Few albums can clock in at under 40 minutes and leave a great impact on the listener. Often an album so sparse leaves either little staying power or just isn’t good enough. For notable exceptions to this rule, see Wire’s Pink Flag, Dream Wife’s eponymous debut, Mourn’s Ha Ha He, and Lylo’s Post Era. For what the Glaswegian 5-piece lack in overall popularity (just over 1,000 monthly listeners on Spotify, criminally) they more than make up for in quality, releasing a January gem that, if every album can reach the same standards as Post Era has set, certainly bodes well for 2018 as a musical year after the disappointment of 2017.
The album opens with the spaced-out, chilled ‘Everything’s Cool’, a lovely cut of meandering indie a la Tame Impala. Except with a saxophone. It can only be described as lounging lusciously, with the bass driving the song along with the snapping drums. Keys are interspersed with the horns, creating a swirling effect – it feels like going down the plughole in a warm bath. In the best way possible. ‘Turn My Jacket’ is more urgent and demanding, with the drums going at a faster tempo, and even a hint of paranoia in the stabs of guitar with the lyric “I will escape you” resonating. The false stop adds to this feeling of nervousness and uncertainty, as the sounds build and layer over the top of the drums, the sax wailing above it all. It sounds like the second side of The Stooges Fun House met Sacred Paws somewhere in the middle. Two songs in – a third of the way through the album already, more’s the pity.
‘Submerge’ is spaced out, with the guitar wobbling about stoned over a floor of keys and hi hat hits. It’s melancholic, with the sax playing a slow blues tune over the soup of instruments.
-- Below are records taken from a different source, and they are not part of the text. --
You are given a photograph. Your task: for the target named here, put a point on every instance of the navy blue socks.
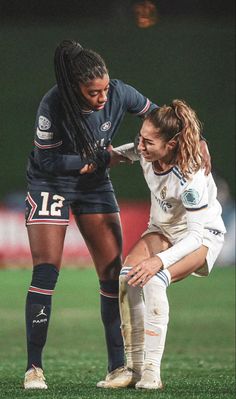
(38, 310)
(109, 291)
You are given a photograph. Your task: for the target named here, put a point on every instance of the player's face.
(151, 145)
(95, 92)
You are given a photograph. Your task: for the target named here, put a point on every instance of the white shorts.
(212, 239)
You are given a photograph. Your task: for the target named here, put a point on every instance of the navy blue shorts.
(43, 207)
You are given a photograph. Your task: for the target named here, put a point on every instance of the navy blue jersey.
(53, 165)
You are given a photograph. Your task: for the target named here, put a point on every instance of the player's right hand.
(88, 168)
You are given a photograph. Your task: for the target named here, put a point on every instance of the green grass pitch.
(199, 355)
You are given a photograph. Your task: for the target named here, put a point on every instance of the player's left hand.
(141, 273)
(206, 163)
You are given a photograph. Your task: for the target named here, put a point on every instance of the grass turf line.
(199, 355)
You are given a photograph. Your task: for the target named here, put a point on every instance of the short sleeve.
(134, 101)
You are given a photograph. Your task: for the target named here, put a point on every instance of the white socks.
(156, 318)
(152, 319)
(132, 322)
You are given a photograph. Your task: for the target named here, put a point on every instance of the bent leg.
(131, 301)
(147, 246)
(102, 234)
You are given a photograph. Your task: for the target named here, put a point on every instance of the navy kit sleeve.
(135, 102)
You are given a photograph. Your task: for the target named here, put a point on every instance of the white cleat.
(121, 377)
(150, 380)
(34, 379)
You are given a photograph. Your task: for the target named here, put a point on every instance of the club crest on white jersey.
(163, 192)
(190, 197)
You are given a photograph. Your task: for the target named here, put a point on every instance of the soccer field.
(198, 360)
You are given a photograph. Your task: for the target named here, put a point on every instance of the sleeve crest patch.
(44, 123)
(190, 197)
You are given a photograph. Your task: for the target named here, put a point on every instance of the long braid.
(74, 65)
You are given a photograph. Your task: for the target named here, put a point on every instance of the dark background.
(189, 53)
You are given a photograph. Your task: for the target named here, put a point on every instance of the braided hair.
(74, 65)
(179, 122)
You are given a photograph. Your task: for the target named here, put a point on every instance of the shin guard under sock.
(38, 310)
(109, 291)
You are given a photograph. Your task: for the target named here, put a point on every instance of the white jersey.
(181, 209)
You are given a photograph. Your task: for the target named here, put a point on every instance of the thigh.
(189, 264)
(103, 237)
(46, 243)
(149, 245)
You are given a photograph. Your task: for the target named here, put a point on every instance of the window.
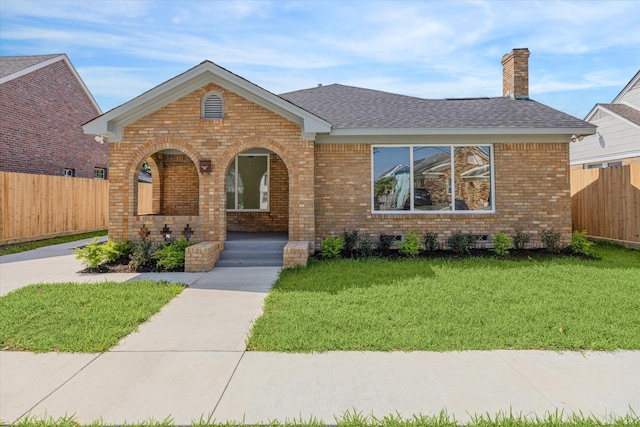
(212, 107)
(603, 165)
(432, 178)
(99, 173)
(247, 183)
So far, the album is much like being drunk in a warm bath, or listening to Funkadelic with the lights off. It’s short but sweet. ‘You Have Your Fathers Eyes’ clocks in as the first song above four minutes, and it’s a beauty. The chorus has a wonderful drop-out hook for you to throw your head back to, and after the insistent drums and shocks of guitar in the verse it’s a brilliant catharsis. Trust me when I say it feels like two minutes rather than four. ‘It’s Good To Know Your Man’ is much in the same vein, trippy indie pop, with the saxophone blaring boldly.
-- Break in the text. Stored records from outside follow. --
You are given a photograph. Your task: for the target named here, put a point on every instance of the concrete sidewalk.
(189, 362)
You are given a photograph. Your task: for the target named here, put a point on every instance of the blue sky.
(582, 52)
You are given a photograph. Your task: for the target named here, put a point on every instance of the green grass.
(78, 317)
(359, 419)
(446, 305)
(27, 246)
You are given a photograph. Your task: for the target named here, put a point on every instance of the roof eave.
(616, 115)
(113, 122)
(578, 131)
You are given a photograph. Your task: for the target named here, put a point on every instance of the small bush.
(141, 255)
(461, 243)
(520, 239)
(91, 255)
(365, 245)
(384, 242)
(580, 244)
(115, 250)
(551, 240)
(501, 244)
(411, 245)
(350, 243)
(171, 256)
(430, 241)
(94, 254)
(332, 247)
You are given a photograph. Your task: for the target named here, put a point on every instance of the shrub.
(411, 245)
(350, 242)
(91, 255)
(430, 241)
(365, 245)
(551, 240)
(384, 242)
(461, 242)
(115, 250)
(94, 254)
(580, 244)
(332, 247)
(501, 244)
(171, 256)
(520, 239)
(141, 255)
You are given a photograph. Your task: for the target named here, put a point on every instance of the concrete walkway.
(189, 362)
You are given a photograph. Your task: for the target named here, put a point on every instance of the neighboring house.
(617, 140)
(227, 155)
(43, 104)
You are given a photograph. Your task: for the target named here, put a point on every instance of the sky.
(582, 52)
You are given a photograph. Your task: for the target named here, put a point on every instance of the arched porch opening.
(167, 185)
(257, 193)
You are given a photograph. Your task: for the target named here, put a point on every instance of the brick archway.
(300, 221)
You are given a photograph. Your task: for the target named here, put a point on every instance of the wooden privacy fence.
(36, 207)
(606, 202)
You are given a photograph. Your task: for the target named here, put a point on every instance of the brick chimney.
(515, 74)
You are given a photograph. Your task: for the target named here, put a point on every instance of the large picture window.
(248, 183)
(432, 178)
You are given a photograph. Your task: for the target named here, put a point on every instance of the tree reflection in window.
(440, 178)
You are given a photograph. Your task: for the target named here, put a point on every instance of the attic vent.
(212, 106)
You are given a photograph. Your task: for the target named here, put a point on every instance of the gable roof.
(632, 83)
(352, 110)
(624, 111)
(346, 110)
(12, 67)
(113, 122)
‘Yeah Boy’, a live favourite of the band, comes next, and it’s back to being brief for the good ship Lylo, with this three minute wonder. The reverberating guitars, choppy bassline and strange keys give the song a wobbling, shimmering quality, almost like a celestial skein. Then it picks up the pace, goes into warp, then comes back to the familiar course. It’s a lovely, messed-up song. Then comes the closer – ‘One’. This comes as close to a 90’s Britpop hit as Lylo will sail, and even then they end up stumbling on America rather than India. Think ‘Roses in the Hospital’ but with horns and pedals, being performed while high. There’s a uniformity about it despite that description, a conventionality – the instruments seem to all be in harmony and the saxophone is the only one that’s roaming across the music like a gazelle on the Savannah. In common with the rest of the album, what the lyrics are specifically about is anyone’s guess, with the refrain, “One is just a number no-one cares about” suggesting very little in terms of what lies beneath the surface. Your guess is as good as mine.
‘Post Era’ is wonderful. It’s stimulating for the mind but relaxing for the soul, if you’ll excuse my slight hyperbole. Indie pop has been much maligned for its reliance on familiar formulae which, stuffed into the same album again and again, has been about as appetising as vegan cheese substitutes at a traditional French dairy festival. Lylo have made the genre exciting, and their lack of a large following more than anything else proves that music isn’t a meritocracy. A shame: if it were, Lylo would be top of the indie pile.